If I am not really Italian and if I am not really Arab, what am I? Being divided into nothing — not feeling as if I’m enough of anything — is painful. My experience as a biracial woman is longing to not be mixed and feeling shame for hating half of yourself. It’s dreaming of not constantly feeling the need to justify your identity. It’s wishing you could work through your confusion in a space with other mixed-race individuals, instead of staying silently lost in others. It’s wishing you could be viewed as a whole person and not as pieces.
It’s this moment here where I’d like to acknowledge and fully claim the privilege that comes with being, for the most part, a white-passing, biracial individual. Life has taught me what to share, which questions to answer honestly and what to keep hidden in spaces where I’m alone and vulnerable. Being able to try and hide and choose depending on what space I’m in is a privilege.
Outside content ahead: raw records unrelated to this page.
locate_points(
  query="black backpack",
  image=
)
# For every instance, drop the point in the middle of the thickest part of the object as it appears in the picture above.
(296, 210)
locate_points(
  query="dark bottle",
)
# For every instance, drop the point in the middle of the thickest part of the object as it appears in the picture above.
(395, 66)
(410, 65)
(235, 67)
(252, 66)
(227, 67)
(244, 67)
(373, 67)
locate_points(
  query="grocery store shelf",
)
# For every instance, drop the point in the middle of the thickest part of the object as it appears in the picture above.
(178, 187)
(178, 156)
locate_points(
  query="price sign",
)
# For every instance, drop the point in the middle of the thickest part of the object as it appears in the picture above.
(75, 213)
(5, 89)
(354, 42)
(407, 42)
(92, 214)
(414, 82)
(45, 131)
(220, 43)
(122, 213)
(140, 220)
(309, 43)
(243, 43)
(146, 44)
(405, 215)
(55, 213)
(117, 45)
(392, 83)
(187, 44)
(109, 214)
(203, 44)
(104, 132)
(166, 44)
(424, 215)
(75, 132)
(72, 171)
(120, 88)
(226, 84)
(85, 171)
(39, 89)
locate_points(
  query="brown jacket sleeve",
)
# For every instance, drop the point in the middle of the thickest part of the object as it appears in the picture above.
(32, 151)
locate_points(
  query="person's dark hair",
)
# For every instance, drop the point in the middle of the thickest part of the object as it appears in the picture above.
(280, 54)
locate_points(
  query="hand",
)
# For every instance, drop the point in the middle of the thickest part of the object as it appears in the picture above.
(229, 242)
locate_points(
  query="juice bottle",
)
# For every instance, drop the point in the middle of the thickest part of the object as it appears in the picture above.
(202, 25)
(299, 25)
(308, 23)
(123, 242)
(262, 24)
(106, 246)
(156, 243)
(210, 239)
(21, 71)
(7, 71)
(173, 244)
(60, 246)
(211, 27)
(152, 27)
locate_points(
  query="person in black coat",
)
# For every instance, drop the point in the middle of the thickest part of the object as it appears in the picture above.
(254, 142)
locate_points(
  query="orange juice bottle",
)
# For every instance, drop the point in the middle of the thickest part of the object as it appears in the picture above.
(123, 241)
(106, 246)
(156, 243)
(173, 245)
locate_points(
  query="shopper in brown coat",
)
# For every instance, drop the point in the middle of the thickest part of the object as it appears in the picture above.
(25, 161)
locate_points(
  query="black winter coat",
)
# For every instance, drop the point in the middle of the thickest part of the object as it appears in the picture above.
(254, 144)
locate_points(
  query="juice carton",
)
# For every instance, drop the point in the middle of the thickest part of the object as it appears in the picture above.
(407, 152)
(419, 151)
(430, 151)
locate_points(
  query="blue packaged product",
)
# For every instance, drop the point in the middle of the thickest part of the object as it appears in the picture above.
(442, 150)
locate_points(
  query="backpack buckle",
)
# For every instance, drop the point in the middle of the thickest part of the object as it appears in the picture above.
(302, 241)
It is for this reason that I tread softly in spaces made for people of color — while I share similar experiences, I will never be able to relate fully and do my best to never forget that. This does not invalidate the pain of my lived experiences, but recognizes that I experience the world with moments of both privilege and oppression.
When expressing how I felt to a close friend of mine one day, he responded with “You’re not half, Nadia. You’re both.”
Simple words — a reminder to not succumb to the pressure of dividing myself to explain who I am to others.
At the end of my sophomore year, I’ve accepted that you will always have to face people telling you what you are and what you are not. But it’s important to not forget that the only person who knows exactly who you are is you. I am incredibly proud to be Arab and love being Italian — the abundance of delicious food in my life is just one of the perks. But it would be dishonest to claim here that I am fully sound in whom I am and that I do not pick myself apart. I do not fully identify with either of my identities — I can’t. But I’m still working through many things when it comes to navigating different spaces on campus and throughout my life.
This will be a lifelong journey of learning and figuring myself out — there is no easy explanation. Even still, I will not let myself be divided into nothing by others; I am a whole person.